Q) What do you hope viewers take away from watching “Hunters?”

A) I hope people take away that really fun and interesting thing where David and the show does a really great job of giving you the fantasy revenge story. You’re along this ride and then slowly it starts to transform and you’re forced to examine what you’ve been rooting for, which is revenge and violence – what does that really mean and what does that do to you. In fighting evil, do you become the thing you’re fighting? How far along do you go? What do you say is okay because they are evil? I hope that transformation and that questioning of the show will come to the viewer as well.

Q) Your father has also written a play about your personal family history. What did it mean to you that he asked you to portray this version of yourself?

A) It’s actually way weird for me than to play a fictional version of father and daughter. [giggles] To play a version of yourself with things that really happened to you, but also written by your dad and not yourself is kind of a mind trip. I’m very excited about it. I think it will be emotional and a challenge because I’m there to tell his story and, of course, I’m contributing to some of the reality of it.
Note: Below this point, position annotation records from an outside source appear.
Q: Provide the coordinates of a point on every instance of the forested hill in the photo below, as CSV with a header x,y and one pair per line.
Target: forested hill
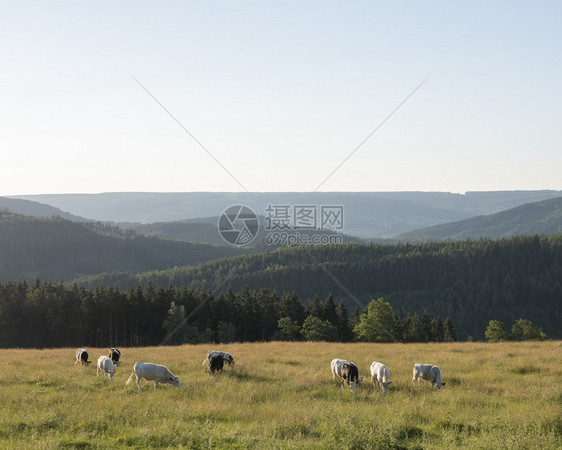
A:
x,y
55,249
471,281
544,217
But it’s also necessarily dramatized and transformed slightly in order to go from real life event into the art version and the scripted dramatic version. I think it is going to be a real challenge, but I’m also really excited. Also, the play is written with a lot of characters over several different time periods, so the character is double cast. So, I also get to play this great communist Polish translator who is assigned to my dad who had taken his parents back to Poland to see the people that hid them. That’s what his documentary is about so that is part of the play. So, I play a kind of communist spy on the documentary crew masquerading as a translator. There is a lot of very funny, dry stuff. I’m going to learn some Polish for it. That’s an exciting challenge separately.

Q) Early on with the play creation did your father ask for any input from you and for your perspective?

A) He definitely did. He asked me for my memories. It’s interesting what you do and don’t remember. He decided to share his book with me and his documentary with me and kind of tell me the full story of our family when I turned thirteen. That’s when my parents and my teachers agreed that was a good developmental time to bring that. So, I talked about what specifically jumped out at me, what I specifically remembered from that experience. It wasn’t always what he thought would have been the most memorable. So, that definitely helped shape his play. I think he added a scene through that conversation.

Q) What advice would you give to up and coming actors and actresses?

A) My advice would be not to give up and look at creating your own work. Or look at partnering with someone who is interested in creating work because if somebody has a camera and someone else has a pen you will always be doing something. I think art is always valuable and work really begets work and leads to new things. If you’re growing and working as an artist that will always be valuable. Then, even if your family…I’m very lucky that my father is directly an actor and a filmmaker. So, I have direct access to opportunities through that. But if your family doesn’t, your family will still have stories. And your experiences are fodder for art. You can transform them and use them and I think you’ll really have the opportunity to grow both as a person and artist if you start looking.